Install for local development:

```bash
python -m pip install -e ".[dev]"
```

This package is intended to be easy to adopt in customer projects. After publication, `pip install` is enough to add the integration client, but using the Synap DocuAnalyzer service itself still requires a separately issued API key and an agreed usage policy from Synapsoft.

## Environment

To call a live Synap DocuAnalyzer service, `langchain-synapsoft` expects a base URL and API key.

```bash
export SYNAP_DA_BASE_URL="https://your-docuanalyzer-host"
export SYNAP_DA_API_KEY="your-api-key"
```

```powershell
$env:SYNAP_DA_BASE_URL = "https://your-docuanalyzer-host"
$env:SYNAP_DA_API_KEY = "your-api-key"
```

## Quickstart: Loader

```python
from langchain_synapsoft import SynapDocuAnalyzerLoader

loader = SynapDocuAnalyzerLoader(
    file_path="sample.pdf",
    base_url="https://your-docuanalyzer-host",
    api_key="your-api-key",
    output_type="md",
    mode="page",
)

docs = loader.load()
print(len(docs))
print(docs[0].metadata)
print(docs[0].page_content[:300])
```

The loader returns one `Document` per page by default. Use `mode="single_document"` to join every page into one `Document`.

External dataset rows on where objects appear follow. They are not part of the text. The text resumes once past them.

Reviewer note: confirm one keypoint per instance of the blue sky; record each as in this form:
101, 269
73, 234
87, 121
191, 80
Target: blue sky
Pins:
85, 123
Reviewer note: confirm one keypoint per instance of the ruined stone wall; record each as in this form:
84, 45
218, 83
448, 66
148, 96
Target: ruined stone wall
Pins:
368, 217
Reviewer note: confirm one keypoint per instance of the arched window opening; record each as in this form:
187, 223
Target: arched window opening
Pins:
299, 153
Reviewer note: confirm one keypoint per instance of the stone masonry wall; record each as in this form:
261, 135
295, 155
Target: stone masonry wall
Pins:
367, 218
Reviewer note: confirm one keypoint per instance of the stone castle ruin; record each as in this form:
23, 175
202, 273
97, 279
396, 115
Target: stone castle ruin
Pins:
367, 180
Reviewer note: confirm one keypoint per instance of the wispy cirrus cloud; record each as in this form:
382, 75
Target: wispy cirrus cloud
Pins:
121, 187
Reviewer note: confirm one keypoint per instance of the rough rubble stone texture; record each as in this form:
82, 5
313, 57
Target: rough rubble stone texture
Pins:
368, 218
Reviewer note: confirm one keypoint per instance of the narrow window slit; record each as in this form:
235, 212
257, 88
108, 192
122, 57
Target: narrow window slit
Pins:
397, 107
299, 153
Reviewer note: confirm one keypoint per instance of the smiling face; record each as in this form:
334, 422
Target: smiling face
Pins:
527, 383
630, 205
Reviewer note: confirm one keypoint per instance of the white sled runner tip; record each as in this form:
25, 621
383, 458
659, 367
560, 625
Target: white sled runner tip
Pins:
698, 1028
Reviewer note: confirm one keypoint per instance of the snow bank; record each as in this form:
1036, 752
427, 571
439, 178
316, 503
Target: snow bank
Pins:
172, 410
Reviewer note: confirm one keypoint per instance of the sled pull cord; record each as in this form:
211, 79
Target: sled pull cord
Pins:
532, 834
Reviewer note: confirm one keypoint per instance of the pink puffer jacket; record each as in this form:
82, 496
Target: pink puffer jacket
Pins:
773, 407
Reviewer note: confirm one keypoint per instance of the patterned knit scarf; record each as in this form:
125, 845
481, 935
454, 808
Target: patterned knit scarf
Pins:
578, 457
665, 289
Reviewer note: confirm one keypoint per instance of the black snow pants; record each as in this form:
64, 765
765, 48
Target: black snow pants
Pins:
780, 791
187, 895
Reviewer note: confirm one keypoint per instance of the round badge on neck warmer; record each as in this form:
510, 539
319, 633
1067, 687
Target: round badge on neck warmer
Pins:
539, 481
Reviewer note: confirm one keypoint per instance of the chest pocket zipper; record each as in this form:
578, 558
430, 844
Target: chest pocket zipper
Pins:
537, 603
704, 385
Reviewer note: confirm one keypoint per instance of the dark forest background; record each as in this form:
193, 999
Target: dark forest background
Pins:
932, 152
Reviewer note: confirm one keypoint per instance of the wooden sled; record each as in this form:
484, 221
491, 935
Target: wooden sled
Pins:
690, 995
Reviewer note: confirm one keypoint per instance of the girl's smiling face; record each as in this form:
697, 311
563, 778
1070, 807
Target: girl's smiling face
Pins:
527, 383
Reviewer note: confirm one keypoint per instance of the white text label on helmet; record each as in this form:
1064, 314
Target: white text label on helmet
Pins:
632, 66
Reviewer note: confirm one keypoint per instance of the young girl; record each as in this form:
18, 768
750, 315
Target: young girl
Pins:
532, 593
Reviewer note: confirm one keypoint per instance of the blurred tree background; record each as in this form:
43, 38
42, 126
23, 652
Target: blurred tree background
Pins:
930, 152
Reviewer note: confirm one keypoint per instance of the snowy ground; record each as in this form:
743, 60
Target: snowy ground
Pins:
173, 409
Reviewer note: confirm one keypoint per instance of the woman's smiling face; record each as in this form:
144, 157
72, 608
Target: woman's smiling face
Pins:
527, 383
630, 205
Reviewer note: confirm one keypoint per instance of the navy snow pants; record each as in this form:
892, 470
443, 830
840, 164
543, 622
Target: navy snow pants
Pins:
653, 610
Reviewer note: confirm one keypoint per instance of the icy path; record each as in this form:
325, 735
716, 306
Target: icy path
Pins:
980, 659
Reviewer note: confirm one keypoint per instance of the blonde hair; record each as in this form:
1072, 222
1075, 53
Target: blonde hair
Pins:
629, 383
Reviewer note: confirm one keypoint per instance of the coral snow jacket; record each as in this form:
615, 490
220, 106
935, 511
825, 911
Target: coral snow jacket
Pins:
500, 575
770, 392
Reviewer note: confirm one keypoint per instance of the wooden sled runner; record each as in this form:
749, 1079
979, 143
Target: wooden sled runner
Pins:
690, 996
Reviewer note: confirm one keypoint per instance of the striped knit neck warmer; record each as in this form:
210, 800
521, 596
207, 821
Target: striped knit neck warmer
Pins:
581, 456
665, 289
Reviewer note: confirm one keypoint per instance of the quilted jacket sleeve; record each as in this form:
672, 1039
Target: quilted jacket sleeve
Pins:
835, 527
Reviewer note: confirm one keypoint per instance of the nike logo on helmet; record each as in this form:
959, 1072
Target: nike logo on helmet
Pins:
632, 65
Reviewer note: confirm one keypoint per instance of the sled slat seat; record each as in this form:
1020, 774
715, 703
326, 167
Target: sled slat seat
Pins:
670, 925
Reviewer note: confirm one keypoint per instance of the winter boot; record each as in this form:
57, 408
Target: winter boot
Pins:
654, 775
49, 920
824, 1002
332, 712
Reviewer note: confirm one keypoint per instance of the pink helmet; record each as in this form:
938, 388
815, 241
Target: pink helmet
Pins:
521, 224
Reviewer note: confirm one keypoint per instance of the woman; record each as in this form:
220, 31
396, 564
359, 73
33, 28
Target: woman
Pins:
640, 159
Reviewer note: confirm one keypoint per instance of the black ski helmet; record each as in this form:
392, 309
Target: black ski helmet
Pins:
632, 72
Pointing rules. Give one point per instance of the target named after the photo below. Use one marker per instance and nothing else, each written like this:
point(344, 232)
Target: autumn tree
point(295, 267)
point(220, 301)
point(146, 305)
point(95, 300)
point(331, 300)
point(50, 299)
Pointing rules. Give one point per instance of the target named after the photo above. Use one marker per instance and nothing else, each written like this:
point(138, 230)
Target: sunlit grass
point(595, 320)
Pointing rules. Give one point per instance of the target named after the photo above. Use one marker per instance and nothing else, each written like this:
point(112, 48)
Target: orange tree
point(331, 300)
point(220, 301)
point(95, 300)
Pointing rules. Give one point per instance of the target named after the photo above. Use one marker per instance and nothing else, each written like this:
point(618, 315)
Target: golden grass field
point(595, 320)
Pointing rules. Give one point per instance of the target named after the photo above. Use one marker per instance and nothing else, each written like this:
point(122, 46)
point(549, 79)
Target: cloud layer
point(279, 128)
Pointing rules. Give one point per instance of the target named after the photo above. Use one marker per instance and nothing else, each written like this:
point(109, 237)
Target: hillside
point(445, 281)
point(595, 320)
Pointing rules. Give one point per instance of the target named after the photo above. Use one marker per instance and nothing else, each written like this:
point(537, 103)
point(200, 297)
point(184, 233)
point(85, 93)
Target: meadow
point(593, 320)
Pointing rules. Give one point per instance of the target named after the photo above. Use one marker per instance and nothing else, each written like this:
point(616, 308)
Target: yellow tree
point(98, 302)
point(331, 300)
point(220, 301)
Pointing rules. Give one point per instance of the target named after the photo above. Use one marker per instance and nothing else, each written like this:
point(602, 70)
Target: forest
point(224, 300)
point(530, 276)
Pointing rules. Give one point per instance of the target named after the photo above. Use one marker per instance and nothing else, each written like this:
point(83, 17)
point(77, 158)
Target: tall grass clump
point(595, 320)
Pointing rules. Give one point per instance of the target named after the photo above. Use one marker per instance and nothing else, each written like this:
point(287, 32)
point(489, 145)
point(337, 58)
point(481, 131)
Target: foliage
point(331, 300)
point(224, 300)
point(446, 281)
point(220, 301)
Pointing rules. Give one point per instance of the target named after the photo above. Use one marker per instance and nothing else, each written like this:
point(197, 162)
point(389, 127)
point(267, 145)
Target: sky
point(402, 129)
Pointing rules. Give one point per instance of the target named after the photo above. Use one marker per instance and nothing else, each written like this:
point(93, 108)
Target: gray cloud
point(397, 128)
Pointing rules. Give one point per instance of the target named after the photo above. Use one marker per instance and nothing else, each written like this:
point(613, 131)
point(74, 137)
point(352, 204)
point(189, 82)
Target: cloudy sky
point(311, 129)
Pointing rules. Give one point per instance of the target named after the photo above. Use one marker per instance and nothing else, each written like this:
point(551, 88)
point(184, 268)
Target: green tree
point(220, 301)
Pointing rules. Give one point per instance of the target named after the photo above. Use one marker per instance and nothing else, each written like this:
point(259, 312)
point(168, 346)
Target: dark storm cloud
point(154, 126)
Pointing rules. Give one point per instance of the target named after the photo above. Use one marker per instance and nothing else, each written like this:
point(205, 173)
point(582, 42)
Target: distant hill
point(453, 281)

If your deployment requires a longer request timeout or skips TLS verification for an internal certificate chain, pass `request_timeout=` and `verify_ssl=` when creating the loader.

## Quickstart: Tool

```python
from langchain_synapsoft import SynapDocuAnalyzerTool

tool = SynapDocuAnalyzerTool(
    base_url="https://your-docuanalyzer-host",
    api_key="your-api-key",
)

content = tool.invoke({"file_path": "sample.pdf", "output_type": "md"})
print(content[:300])
```

## Supported behavior

- Auto-detects both root-style endpoints such as `/monitor` and legacy `/api/monitor` deployments
- Uses the verified Synap page result contract behind a simple Python API
- Pretty-prints JSON page responses while preserving the raw payload in `PageResult.raw_payload`
- Includes focused unit tests plus an opt-in live smoke test for a real server

## Current limitations

- Asset ZIP download flows are intentionally out of the public API surface for now
- Remote delete endpoints are not exposed yet
- Live integration tests require a reachable Synap DocuAnalyzer deployment and credentials

## Development

From a repository checkout, create and activate a virtual environment, then install the development dependencies:

```bash
python -m venv .venv
python -m pip install -U pip
python -m pip install -e ".[dev]"
```

Run the local checks:

```bash
python -m ruff check .
python -m pytest -q
synap-docuanalyzer-smoke --sample-file "path/to/sample.docx"
```

To run the opt-in live pytest target, set `SYNAP_DA_BASE_URL`, `SYNAP_DA_API_KEY`, and `SYNAP_SAMPLE_FILE`, then run:

```bash
python -m pytest -q -m live_server
synap-docuanalyzer-smoke --sample-file "$SYNAP_SAMPLE_FILE"
```

## Repository guide

- [CONTRIBUTING.md](CONTRIBUTING.md) explains local setup, validation, and pull request expectations.
- [docs/README.md](docs/README.md) links the public package docs in this repository.
- [docs/API_CONTRACT.md](docs/API_CONTRACT.md) documents the verified REST surface used by this package.
- [examples/loader_basic.py](examples/loader_basic.py) and [examples/tool_basic.py](examples/tool_basic.py) are minimal runnable examples.

## License

This project is licensed under the [MIT License](LICENSE).